Since GeorgiaPioneers.com first appeared on the Internet in 1994, vast collections have been added, totaling millions of pages. The website is packed with data for Alabama, Georgia, Kentucky, North Carolina, South Carolina, Tennessee, and Virginia!
As everyone eventually discovers, finding certain illusive kinfolks is time-consuming, yet a most rewarding experience.
There was the tracking of the descendants of Thomas Franklin of Princess Anne County, Virginia, who bequeathed his plantation to the eldest son, smaller tracts to younger sons, and the eldest son who received no land. Little did I realize but what this son crossed the frontier and settled in the furthest point of the Virginia Colony, and that his grandsons would return to fight in the Revolutionary War and settle in Georgia.
Every family story involves a working plan that leads to intricate details of “why" and “how.”
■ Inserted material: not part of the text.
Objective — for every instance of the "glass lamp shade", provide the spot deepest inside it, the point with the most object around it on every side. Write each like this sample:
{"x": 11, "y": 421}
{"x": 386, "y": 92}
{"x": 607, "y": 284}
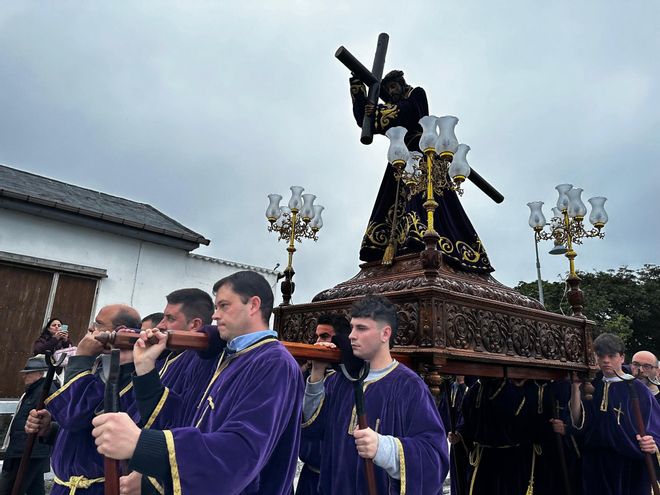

Then there was John Evans, a shoemaker in South Carolina, whose poor descendants came to Georgia in search of fertile land, but ended up working in a cotton factory. And the long trail of the Adairs, from Galloway, Scotland to the Presbyterians (Scots-Irish) whose journey was first to Northern Ireland, before crossing the sea to Pennsylvania, and finally settling in Chester County, South Carolina.
And Gabriel Holland who was transported in 1624 on a “Supply” ship to Jamestown, Virginia. Gabriel was elected a Burgess, and made several journeys back to London to persuade King Charles I to sign a new tax law for the colony. But the king would not allow Parliament to convene, and so goes that story. Today, the descendants of Gabriel have their own town “Holland, Virginia,” and you can bet that I tracked every inch of Jamestown and Nansemond Counties to discover family stories because the county records did not survive. Tracing this family in English parish registers unfolded the genealogy back to about 1400!
Many records were lost over the years. Even today, family group sheets are disappearing in record numbers from the Internet. What was once a popular resource, got swallowed up in time. Yet, every genealogist knows that there is much work to do, even a lifetime of study.
A prized jewel lies in the personal research of each family. It is my hope that no one uses the new AI programs to assemble, as therein lies many errors!